According to a NextGov report, DOD will continue to oversee communications with the contractors participating in the program.
There’s been talk of expanding the pilot since it was first rolled out. In his announcement Lynn said expansion of the program would be possible once an assessment of the program had been conducted.
That assessment has now been completed – with mixed reviews, according to a Washington Post report on the study’s findings, which have not been made public.
The initial leg of the pilot program has demonstrated the viability of information-sharing among private companies and government agencies, according to the Post report. It has also showed ISPs are capable of handling the classified National Security Agency-provided intelligence being used among participants, including NSA signatures of malicious code, which are the fingerprints of potentially dangerous malware.
But the program hasn’t proved effective in staving off cyber attacks that participants could have prevented themselves without the shared data.
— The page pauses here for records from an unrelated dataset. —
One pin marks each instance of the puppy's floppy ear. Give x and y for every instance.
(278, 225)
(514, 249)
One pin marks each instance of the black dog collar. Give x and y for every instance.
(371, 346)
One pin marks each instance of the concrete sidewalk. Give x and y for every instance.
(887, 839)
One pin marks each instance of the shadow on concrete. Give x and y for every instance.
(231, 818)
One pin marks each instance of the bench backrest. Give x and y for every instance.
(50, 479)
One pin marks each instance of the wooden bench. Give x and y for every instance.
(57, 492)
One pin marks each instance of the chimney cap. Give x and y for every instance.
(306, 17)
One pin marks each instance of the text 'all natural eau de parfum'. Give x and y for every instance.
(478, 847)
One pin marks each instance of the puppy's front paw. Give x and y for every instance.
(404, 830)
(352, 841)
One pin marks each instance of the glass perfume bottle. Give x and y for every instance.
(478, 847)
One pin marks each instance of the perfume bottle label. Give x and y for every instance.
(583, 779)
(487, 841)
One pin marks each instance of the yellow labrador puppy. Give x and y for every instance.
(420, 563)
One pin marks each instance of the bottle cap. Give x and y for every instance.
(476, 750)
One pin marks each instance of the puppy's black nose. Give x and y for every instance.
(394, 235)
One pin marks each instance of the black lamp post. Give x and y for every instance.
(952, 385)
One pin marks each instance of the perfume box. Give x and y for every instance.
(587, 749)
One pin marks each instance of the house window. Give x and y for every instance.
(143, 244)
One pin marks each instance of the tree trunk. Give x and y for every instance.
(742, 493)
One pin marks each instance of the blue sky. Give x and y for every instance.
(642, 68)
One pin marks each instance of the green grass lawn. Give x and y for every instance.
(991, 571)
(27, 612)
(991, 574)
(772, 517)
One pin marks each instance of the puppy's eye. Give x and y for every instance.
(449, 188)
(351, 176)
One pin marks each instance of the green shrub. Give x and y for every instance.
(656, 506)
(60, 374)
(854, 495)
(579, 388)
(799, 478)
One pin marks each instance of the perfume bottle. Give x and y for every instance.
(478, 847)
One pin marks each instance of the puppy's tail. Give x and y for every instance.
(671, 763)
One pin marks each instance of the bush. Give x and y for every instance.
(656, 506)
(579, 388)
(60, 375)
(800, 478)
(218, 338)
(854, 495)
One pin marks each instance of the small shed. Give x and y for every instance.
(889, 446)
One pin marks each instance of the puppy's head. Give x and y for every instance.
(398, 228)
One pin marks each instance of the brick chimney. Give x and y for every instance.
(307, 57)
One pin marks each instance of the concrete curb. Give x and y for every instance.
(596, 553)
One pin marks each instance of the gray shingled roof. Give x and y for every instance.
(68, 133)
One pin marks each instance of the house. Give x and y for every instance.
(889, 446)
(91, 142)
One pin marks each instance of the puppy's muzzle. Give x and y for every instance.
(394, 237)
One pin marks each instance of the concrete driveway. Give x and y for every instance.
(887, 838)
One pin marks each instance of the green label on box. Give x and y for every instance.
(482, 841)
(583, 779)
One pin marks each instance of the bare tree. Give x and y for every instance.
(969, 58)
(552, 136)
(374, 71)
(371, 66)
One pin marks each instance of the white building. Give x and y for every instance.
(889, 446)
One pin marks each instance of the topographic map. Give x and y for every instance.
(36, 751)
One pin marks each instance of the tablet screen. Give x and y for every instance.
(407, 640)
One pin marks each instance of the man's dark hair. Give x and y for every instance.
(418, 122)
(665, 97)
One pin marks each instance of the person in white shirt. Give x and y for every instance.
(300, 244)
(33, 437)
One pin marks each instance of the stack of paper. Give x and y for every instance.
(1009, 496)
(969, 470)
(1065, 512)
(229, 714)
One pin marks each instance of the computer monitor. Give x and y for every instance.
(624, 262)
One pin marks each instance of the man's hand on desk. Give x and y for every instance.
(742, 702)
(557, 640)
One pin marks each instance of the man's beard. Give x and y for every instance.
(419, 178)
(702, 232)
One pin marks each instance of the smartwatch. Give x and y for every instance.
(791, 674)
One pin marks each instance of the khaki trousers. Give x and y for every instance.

For example, of the 52 malicious activity incidents detected during the test run, only two were found using NSA’s data, the report stated.
“Unfortunately, the report on the DIB Pilot Program highlights one of my continuing points, that there is no silver bullet in cybersecurity,” Rep. James Langevin (D-R.I.), co-founder of the Congressional Cybersecurity Caucus, said in a statement. “Signature-based defenses alone will never be enough to secure our defense contractors, our classified networks or our critical infrastructure. We need a comprehensive approach to cybersecurity that incorporates innovative information-sharing arrangements with industry, while also boosting our capabilities for our own defenses and those who manage our critical infrastructure.”
While the pilot program is expanding by bringing DHS into the fold, it appears no new companies have been added. When Lynn announced the program last summer, he said the pilot comprises less than two dozen commercial defense companies with which DOD shares classified threat intelligence.